Strengthening the Single Market: the future of free movement of services  
2020/2020(INI) - 20/01/2021  

The European Parliament adopted by 462 votes to 120, with 108 abstentions, a resolution on strengthening the single market: the future of free movement of services.

The services sector accounts for around 70% of the EU’s GDP and a similar proportion of its employment. A better functioning internal market for services is therefore a crucial necessity for a more competitive and innovative European economy. Studies show that the potential gains associated with deepening the single market for services through the effective implementation and better harmonisation of legislation could potentially be up to EUR 297 billion, corresponding to 2 % of the EU’s GDP.

Directly addressing national barriers within the single market

Parliament underlined that promoting the single market, including the free, fair and safe movement of services and people, consumer protection and the strict enforcement of EU law, is paramount for tackling the economic crisis caused by COVID-19. It urged all Member States to ease unjustified and disproportionate barriers preventing the free movement of services within the single market as soon as possible. It also regretted that the recovery plan proposed by the Commission does not include any specific funding related to the movement of services.

Members recommended improving the comparability of the level of professional qualifications and called on the Commission to increase the number of professions covered by the European professional card, especially those in the engineering sector. They called for the European Qualifications Framework to be promoted to ensure that it becomes a widely accepted instrument of recognition.

The Commission is encouraged to assess the scope of the Services Directive and to publish updated guidelines with a view to strengthening the enforcement, harmonisation and compliance across Member States and service providers. Furthermore, COVID-19 should not be cited as a justification for limiting the free movement of services within the single market.

They regretted that the recovery plan proposed by the Commission does not provide for any specific financing related to the movement of services by recognising its importance as a tool for economic recovery.

Enforcement of existing legislation

Recalling that the free movement of services is at the heart of the single market, Parliament encouraged the Commission to use all means at its disposal to fully enforce existing rules and to decide quickly on complaints to ensure that issues relevant from the end-user's point of view are dealt with effectively. It called for the assessment of alternative resolution mechanisms and infringement procedures to be applied stringently and without undue delay whenever breaches of the relevant legislation which contravene the proper functioning of the internal market are identified and disproportionate burdens are introduced.

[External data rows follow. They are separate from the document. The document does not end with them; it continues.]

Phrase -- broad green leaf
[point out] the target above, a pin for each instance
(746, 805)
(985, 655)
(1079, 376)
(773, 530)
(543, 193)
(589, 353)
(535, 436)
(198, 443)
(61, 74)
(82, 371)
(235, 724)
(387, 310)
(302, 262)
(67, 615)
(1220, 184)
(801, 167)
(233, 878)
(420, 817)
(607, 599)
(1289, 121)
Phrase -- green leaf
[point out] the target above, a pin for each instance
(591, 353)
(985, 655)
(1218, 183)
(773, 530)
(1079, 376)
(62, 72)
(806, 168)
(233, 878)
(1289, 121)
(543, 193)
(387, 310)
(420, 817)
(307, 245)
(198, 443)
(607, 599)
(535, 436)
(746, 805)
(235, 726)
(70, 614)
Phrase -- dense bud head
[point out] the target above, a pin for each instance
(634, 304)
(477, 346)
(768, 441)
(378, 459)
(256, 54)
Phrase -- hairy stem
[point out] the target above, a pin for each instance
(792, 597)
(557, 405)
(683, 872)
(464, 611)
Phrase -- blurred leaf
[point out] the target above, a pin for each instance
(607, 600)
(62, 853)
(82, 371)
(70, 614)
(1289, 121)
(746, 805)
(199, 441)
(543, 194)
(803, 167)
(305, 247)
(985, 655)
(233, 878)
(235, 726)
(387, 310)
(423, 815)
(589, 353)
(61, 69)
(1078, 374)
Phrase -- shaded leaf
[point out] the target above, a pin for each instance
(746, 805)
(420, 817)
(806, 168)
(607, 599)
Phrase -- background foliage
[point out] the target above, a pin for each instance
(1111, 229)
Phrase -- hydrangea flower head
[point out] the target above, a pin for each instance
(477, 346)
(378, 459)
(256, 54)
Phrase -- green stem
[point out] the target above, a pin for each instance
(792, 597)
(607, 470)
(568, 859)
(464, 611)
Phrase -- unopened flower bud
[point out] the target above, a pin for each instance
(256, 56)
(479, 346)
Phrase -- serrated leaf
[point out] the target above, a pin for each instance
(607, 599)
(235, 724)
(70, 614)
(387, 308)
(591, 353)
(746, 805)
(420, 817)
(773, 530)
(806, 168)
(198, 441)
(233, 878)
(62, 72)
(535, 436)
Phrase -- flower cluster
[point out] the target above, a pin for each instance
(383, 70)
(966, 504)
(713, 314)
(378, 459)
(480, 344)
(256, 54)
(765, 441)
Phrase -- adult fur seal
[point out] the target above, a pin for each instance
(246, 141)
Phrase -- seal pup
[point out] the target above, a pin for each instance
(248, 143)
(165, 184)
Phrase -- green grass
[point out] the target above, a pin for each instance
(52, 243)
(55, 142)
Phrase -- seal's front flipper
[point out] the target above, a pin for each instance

Members called on the Commission and Member States:

- to ensure effective coordination and exchange of information between Member States and thus avoid duplication of procedures and controls in the cross-border provision of services;

- to address the remaining barriers to the cross-border provision of information society services in the digital services legislative package;

- to define the structure and modalities of operation of the new Single Market Enforcement Task Force (SMET) with a view to establishing a new long-term action plan for better implementation and enforcement of Single Market rules and thereby maximising the potential of the Single Market for services.

Advancing regulatory clarity by introducing national information portals

Parliament noted that the COVID-19 pandemic has highlighted a lack of regulatory clarity and a lack of effective communication between Member States on rapidly changing regulations. It stressed the key importance of the single digital gateway and the points of single contact as an online access point for EU and national information, procedures and assistance services on the single market.

The resolution recommended Member States implement the single digital gateway in a consumer and SME-friendly way and transform their points of single contact from mere regulatory portals into fully functioning portals.

Single market scoreboards and restrictiveness indicators

Parliament supported the Commission's initiative to update the single market scoreboard with a new set of indicators to evaluate Member States' implementation of relevant single market legislation.

The updated Scoreboard should:

- emphasise reporting relevant issues from an end-user perspective, evaluating whether concerns and complaints are settled, for instance within the SOLVIT or European Consumer Centres Network framework;

- link the quality of implementation with existing restrictiveness indicators, and maps restrictions on services in new and existing policy fields and the differing levels of implementation and enforcement of EU legislation.

Parliament called on Member States to set annual national targets for the opening of trade in services and to carry out evaluations in this respect. It recommended that the Commission use the single market scoreboard to demonstrate the openness of the services trade in the Member States.